What the lease itself actually says
- Co-signed leases bind everyone until the lease term ends. If multiple roommates are named on one lease, an individual generally can’t unilaterally end their portion early without violating the lease terms, regardless of how much notice they give the other roommates.
- Subleases usually follow their own separate terms. A sublet arrangement is a private agreement between the original tenant and the subletter, and its notice requirements are whatever was written into that arrangement, if anything was written down at all.

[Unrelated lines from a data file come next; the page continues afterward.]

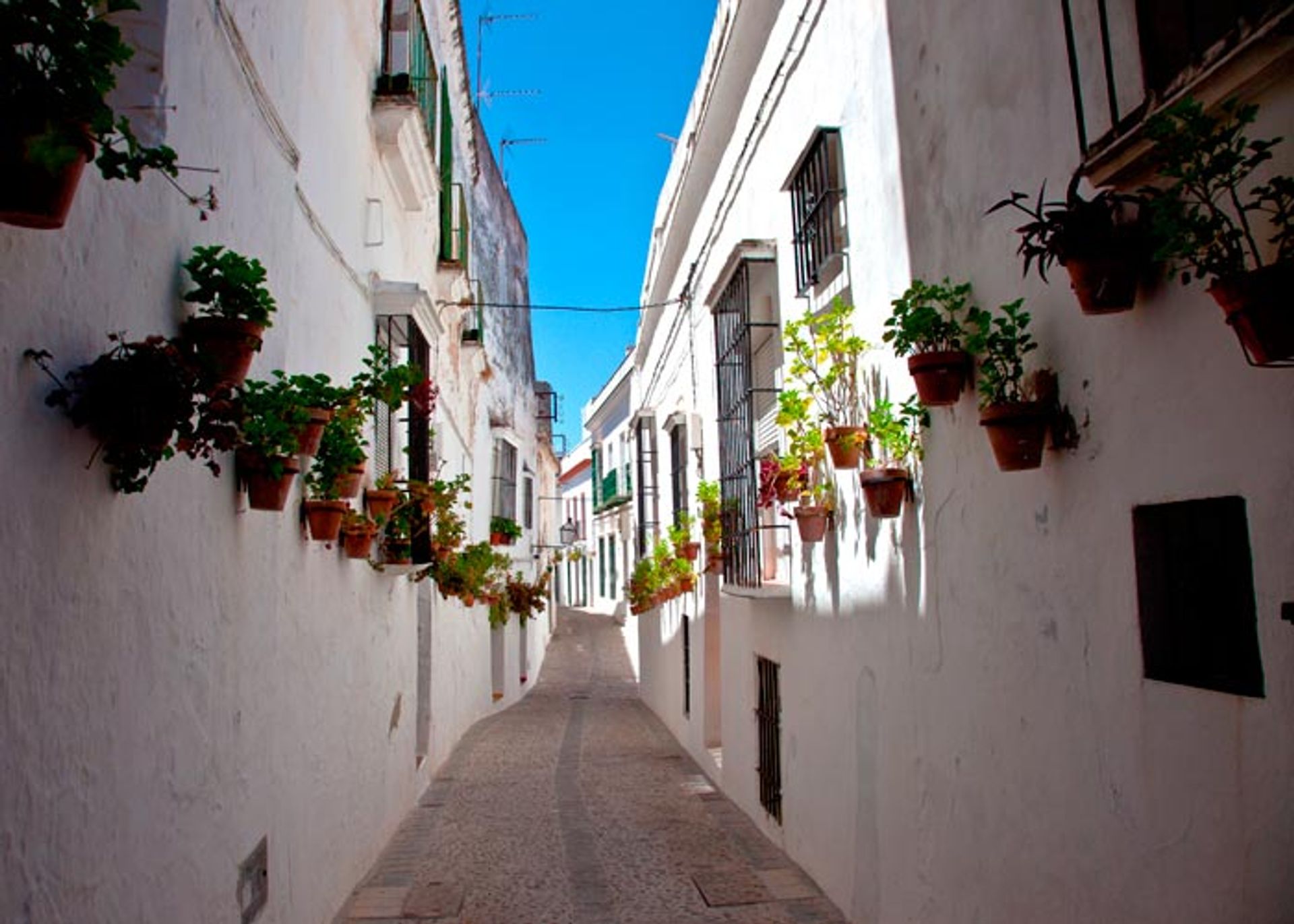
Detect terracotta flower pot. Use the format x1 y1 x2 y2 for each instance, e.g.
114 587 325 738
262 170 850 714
342 526 378 558
979 401 1047 471
858 467 907 519
1065 253 1142 315
305 501 350 543
822 427 867 468
184 316 266 386
235 452 301 510
0 127 94 230
297 408 332 456
796 503 828 543
1208 260 1294 366
907 349 970 408
364 488 400 522
332 462 367 499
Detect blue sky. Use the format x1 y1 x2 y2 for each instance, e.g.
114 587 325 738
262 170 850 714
463 0 716 446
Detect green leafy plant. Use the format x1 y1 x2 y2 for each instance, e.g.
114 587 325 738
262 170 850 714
0 0 179 181
966 299 1038 408
985 173 1153 282
183 246 276 328
882 277 975 356
24 334 238 493
867 397 930 467
489 516 522 540
782 298 871 427
1145 98 1294 284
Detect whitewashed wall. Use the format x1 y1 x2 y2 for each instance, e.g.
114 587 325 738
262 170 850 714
0 0 543 924
637 0 1294 924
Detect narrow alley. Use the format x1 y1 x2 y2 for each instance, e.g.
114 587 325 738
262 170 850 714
342 609 844 924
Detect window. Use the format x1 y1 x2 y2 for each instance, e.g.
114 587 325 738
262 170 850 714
1132 497 1263 696
754 655 782 824
785 128 849 295
491 439 516 520
669 417 688 524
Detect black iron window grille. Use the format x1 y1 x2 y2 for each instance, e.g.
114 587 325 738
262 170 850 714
683 613 692 716
1061 0 1290 158
754 655 782 824
789 128 848 295
714 260 778 588
491 439 516 520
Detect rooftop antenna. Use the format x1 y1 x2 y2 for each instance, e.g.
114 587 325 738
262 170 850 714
476 13 537 105
498 138 549 184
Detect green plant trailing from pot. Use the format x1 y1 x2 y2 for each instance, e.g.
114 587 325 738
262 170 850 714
858 397 930 518
987 173 1154 315
782 298 871 468
1145 98 1294 365
882 277 975 408
0 0 179 229
184 246 276 386
24 334 237 493
968 299 1051 471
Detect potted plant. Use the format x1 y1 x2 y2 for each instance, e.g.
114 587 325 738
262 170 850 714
882 277 973 408
858 397 930 519
1146 98 1294 365
696 481 723 575
24 334 237 493
489 516 522 545
782 297 871 468
669 510 702 561
342 509 378 558
183 246 276 386
969 299 1051 471
986 173 1154 315
0 0 179 229
235 379 309 510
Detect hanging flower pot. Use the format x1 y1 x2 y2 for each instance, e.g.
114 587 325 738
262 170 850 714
1064 251 1145 315
796 503 831 543
335 462 367 499
979 401 1048 471
305 501 349 543
0 132 94 230
1208 260 1294 366
907 349 970 408
364 488 400 520
184 315 266 386
342 524 378 559
822 427 867 468
858 467 907 519
297 408 332 456
235 452 301 510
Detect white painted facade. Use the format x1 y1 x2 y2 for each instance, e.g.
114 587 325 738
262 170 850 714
634 0 1294 924
0 0 557 924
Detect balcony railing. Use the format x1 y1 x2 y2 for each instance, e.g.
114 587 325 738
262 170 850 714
378 0 436 146
592 470 633 512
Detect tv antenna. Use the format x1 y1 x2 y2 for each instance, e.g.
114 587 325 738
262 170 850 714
476 13 538 105
498 138 549 184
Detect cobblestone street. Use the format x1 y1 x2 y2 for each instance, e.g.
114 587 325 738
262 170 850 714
342 611 844 924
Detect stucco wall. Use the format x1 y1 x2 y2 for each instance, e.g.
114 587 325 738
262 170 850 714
0 0 546 924
637 0 1294 924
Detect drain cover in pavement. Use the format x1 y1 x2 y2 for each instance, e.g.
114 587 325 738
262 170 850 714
692 867 772 908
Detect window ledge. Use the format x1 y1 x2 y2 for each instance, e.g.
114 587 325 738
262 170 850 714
720 581 791 600
373 93 440 212
1079 11 1294 189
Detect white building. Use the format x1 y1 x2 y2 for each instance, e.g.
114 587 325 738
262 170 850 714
629 0 1294 924
0 0 557 924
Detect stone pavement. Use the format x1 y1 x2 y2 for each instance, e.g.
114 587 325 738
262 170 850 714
338 609 844 924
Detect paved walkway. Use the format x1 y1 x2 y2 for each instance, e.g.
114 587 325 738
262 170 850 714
342 611 844 924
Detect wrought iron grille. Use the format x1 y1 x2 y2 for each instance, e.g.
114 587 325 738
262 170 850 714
754 655 782 824
714 261 760 588
791 128 845 294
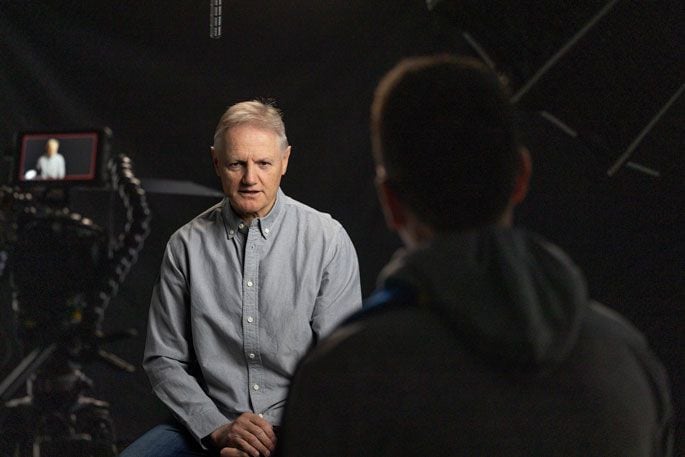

- A roommate not on any lease has no formal legal notice obligation. In many informal arrangements, someone paying rent to a roommate without being named on the lease is essentially in a private agreement that landlord-tenant law may not directly govern.
Why 30 days became the common expectation
Thirty days lines up with how most leases require notice for ending a month-to-month tenancy, so it’s become the default assumption in shared housing even when no lease technically requires it. It gives the remaining roommates time to find a replacement, adjust the shared budget, or start the conversation about whether the household can absorb the shortfall temporarily. Treating 30 days as a courtesy norm, rather than an enforceable rule, is usually the most realistic way to think about it in an informal arrangement.
The financial fallout of short notice
- The remaining rent doesn’t shrink just because one person leaves. Whatever that roommate’s share was becomes the remaining roommates’ problem to cover, at least temporarily, which is why an emergency fund matters even in a shared living situation.
- Utilities and shared costs get renegotiated too. Splitting bills two ways instead of three changes the math on more than just rent, including situations where trash and recycling fees were previously split evenly.
- Security deposits can get complicated. How a departing roommate’s share of the deposit gets returned, if at all, often depends on informal agreements made at move-in that were never put in writing.
Putting an agreement in writing before it’s needed
A simple roommate agreement — separate from the lease — that spells out an expected notice period, how deposits are handled, and what happens if someone leaves early can prevent a lot of the financial scramble described above. This becomes especially relevant in situations like cosigning an apartment lease, where one roommate’s exit doesn’t actually remove their legal or financial obligation even after they’ve moved their things out.
The bottom line
Without a lease provision or written agreement to point to, “how much notice is enough” is really a question of fairness and financial planning rather than law. Thirty days is a reasonable default to aim for, but the honest answer is that the remaining roommates’ financial cushion matters just as much as the number of days on the calendar.